The Wider World

Anti-coronavirus drug gets approval

OVER 65,000 Americans have died from the coronavirus (Shutterstock).

A drug that showed promise in battling the coronavirus will be fast-tracked  into production, the Food and Drug Administration announced on Friday.

The drug – remdesivir, produced by Gilead Science – is not a vaccine or cure, but it has shown good results in shortening the course of the infection and in reducing its severity.

FDA Commissioner Daniel O’Day on Friday said “This was lightning speed in terms of getting something approved,” according to the Associated Press.

The drug’s use will focus on hospital patients with severe symptoms of COVID-19, such as breathing problems.

A British pharmaceutical project at Oxford University in England is also pursuing a drug showing promise, but it has not been approved for public use.

As of Friday, there were 1.13 million confirmed coronavirus cases in the U.S., and 65,435 deaths. Worldwide the figure is 3.3 million cases and 235,000 deaths, according to Johns Hopkins University, which compiles statistics on the pandemic.

Biden says assault “never, never happened”

JOE BIDEN (Shutterstock).

Former vice president and presumptive Democratic presidential candidate Joe Biden told an interviewer Friday morning that the alleged sexual assault of a staffer in 1993 “absolutely did not happen.”

Biden was a guest on MSNBC’s “Morning Joe” program in which he publicly addressed the accusation for the first time.

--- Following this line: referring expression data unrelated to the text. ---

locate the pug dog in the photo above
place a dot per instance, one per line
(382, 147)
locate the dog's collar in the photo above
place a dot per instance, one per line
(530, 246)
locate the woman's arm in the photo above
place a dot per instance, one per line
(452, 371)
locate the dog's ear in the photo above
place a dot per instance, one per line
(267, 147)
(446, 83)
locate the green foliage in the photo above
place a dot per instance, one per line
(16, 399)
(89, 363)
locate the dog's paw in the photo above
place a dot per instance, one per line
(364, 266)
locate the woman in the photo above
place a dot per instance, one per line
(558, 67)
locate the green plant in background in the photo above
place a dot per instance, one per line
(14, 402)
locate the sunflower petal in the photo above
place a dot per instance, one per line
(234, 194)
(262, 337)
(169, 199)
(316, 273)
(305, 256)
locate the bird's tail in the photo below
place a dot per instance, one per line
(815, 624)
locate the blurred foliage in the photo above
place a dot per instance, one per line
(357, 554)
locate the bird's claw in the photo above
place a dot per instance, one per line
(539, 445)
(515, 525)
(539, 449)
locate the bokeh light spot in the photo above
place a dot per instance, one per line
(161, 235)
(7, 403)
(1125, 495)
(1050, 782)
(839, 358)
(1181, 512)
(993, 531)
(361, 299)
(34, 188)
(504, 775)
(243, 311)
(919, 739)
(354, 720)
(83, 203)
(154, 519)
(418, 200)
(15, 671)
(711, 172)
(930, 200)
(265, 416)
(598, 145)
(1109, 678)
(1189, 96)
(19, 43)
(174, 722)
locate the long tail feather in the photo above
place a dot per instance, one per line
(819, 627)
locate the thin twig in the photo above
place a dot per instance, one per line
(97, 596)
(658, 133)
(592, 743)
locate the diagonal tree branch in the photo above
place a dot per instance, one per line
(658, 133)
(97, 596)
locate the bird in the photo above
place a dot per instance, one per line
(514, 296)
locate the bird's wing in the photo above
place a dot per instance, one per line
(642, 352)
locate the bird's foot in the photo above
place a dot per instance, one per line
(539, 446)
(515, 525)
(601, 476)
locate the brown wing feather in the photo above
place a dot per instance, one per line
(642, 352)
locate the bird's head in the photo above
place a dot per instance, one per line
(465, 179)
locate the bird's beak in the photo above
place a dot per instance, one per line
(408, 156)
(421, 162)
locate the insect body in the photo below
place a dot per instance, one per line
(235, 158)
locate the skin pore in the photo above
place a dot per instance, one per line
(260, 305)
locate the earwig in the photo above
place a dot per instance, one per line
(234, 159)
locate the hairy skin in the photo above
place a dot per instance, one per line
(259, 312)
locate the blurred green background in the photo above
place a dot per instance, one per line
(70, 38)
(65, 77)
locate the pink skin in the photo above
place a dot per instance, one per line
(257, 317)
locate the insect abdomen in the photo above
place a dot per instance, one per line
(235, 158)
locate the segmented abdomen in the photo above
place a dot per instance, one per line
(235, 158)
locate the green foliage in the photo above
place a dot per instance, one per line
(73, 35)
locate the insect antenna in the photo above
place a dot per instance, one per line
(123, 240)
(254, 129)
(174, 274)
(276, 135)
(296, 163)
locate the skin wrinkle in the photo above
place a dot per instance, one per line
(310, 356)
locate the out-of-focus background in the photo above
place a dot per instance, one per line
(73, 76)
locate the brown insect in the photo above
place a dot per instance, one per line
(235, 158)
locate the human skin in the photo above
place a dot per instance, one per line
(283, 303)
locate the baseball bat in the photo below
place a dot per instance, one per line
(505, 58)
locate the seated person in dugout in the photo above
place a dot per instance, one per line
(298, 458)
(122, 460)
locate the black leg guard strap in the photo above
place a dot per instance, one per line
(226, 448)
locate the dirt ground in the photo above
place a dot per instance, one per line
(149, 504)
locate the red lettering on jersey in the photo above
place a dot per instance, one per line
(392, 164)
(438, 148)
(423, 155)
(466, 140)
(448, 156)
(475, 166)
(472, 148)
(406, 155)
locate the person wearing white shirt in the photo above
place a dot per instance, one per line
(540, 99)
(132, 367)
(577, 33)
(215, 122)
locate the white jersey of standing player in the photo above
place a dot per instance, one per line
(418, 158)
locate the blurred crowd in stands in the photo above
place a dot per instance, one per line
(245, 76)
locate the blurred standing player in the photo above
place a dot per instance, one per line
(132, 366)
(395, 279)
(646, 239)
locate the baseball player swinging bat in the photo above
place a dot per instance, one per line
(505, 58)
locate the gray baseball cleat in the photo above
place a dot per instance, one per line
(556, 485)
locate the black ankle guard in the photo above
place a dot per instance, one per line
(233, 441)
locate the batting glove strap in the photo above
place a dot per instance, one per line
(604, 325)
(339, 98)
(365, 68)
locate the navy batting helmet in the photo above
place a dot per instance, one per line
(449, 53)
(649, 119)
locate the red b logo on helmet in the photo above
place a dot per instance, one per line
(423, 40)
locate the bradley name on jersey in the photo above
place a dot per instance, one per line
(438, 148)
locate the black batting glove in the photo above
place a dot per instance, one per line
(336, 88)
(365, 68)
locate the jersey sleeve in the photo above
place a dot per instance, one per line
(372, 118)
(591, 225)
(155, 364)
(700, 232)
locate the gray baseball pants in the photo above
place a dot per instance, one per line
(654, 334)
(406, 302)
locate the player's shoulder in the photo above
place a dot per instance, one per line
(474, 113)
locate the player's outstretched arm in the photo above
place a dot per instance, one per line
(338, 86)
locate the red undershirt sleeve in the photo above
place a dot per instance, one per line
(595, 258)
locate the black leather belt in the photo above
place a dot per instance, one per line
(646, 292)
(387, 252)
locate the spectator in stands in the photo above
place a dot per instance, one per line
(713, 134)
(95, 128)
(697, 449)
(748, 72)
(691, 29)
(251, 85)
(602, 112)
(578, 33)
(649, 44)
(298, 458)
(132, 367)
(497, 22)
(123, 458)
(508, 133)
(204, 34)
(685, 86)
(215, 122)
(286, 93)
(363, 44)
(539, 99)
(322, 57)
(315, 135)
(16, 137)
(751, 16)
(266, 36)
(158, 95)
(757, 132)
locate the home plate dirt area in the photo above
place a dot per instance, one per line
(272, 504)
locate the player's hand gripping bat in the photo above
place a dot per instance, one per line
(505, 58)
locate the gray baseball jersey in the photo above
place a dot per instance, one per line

Tara Reade, who worked in Biden’s Senate office, alleged that she was pushed into a corner and touched on her genital area. Reade said she filed a complaint at the time, but Biden says there is no record of any such filing.

 

Missing N. Korean leader shows up

After widespread speculation about his health and possible death, North Korean leader Kim Jong Un showed up on Friday.

According to United Press International, Un’s appearance was to cut the ribbon at the opening of a fertilizer factory. He was last seen in public on April 12.

Un, 36, is Supreme Leader of Democratic Republic of Korea (commonly called North Korea) and chairman of the Workers Party of Korea. He is he grandson of Kim Il-Sung, the first dictator of the partitioned nation.